Add retrieval for facts instead of stuffing the prompt. Use filters + rerankers to keep contexts tight and relevant.
Enforce output schemas (JSON/markdown) with validators; reject malformed outputs early.
Add tooling where possible: calculators, policy lookups, canonical phrase libraries—reduce the model’s creative surface area.
Measure hallucination and grounding; if you’re above 3–5%, fix retrieval and prompting before touching weights.

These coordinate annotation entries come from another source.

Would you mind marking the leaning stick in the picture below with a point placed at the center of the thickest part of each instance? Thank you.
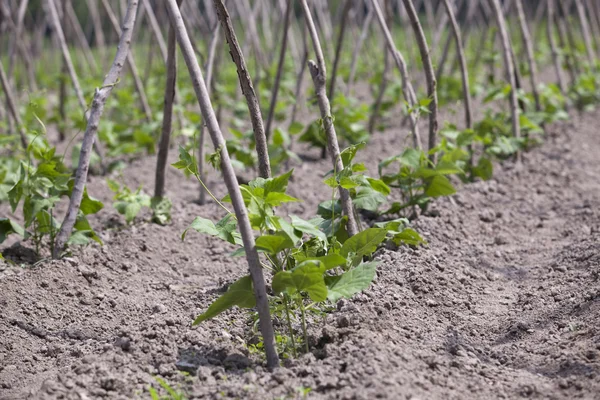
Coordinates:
(464, 70)
(429, 73)
(96, 110)
(12, 107)
(80, 35)
(585, 30)
(97, 23)
(210, 62)
(256, 273)
(318, 73)
(264, 167)
(17, 37)
(338, 49)
(357, 49)
(407, 88)
(165, 136)
(529, 51)
(155, 28)
(554, 49)
(139, 87)
(281, 62)
(66, 55)
(514, 106)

Level 1: Adapters / LoRA / Prefix Tuning

Use when the base model already knows the domain but needs persona/style control or shorter contexts.
Great for multi-tenant setups: swap adapters per customer or product line without retraining the base.
Keep adapters small; track latency impact on your serving stack. Benchmark P50/P95 and cost before/after.
Version adapters and prompts together. Roll back with flags if safety or compliance fails.

Level 2: Full Fine-Tune

Justified when you need new capabilities not present in the base model, or must reduce context dependence drastically.
Requires high-quality, diverse, and counter-example-rich data; otherwise you overfit and regress.
Add an evaluation harness: groundedness, safety, refusal correctness, and task success before shipping.
Plan for continuous training: refresh with new data and invalidations; monitor drift and refusal rates.

Decision Checklist I Run With Teams

1) Can retrieval + prompting + tools solve 80%? Start there. 2) Need tighter style control or lower latency? Use adapters/LoRA. 3) Need new capabilities and have high-quality evals + data? Fine-tune. 4) If you can’t evaluate it, you can’t ship it—pause and build the test harness.

Data Strategy For Fine-Tuning

Collect user traces with labels: success/failure, refusal correctness, groundedness, safety violations.
Create hard negatives: adversarial instructions, conflicting policies, long contexts, multilingual variants.
Balance the dataset: mix short and long prompts; include edge jurisdictions/products.
Keep data lineage: which product version, policy version, and annotator produced each example.

Deployment Notes

Version everything: prompts, adapters, datasets, retrievers, rerankers, policies.
Canary new weights; keep a rollback path to the last good model.
Monitor token cost, latency, refusal rates, and safety continuously. Alert on P95 blowups and hallucination spikes.
For regulated flows, keep source-citation checks and safety filters even after fine-tuning—weights don’t remove the need for guardrails.

Use this framework to avoid premature fine-tuning while still giving your product the control, efficiency, and safety it needs.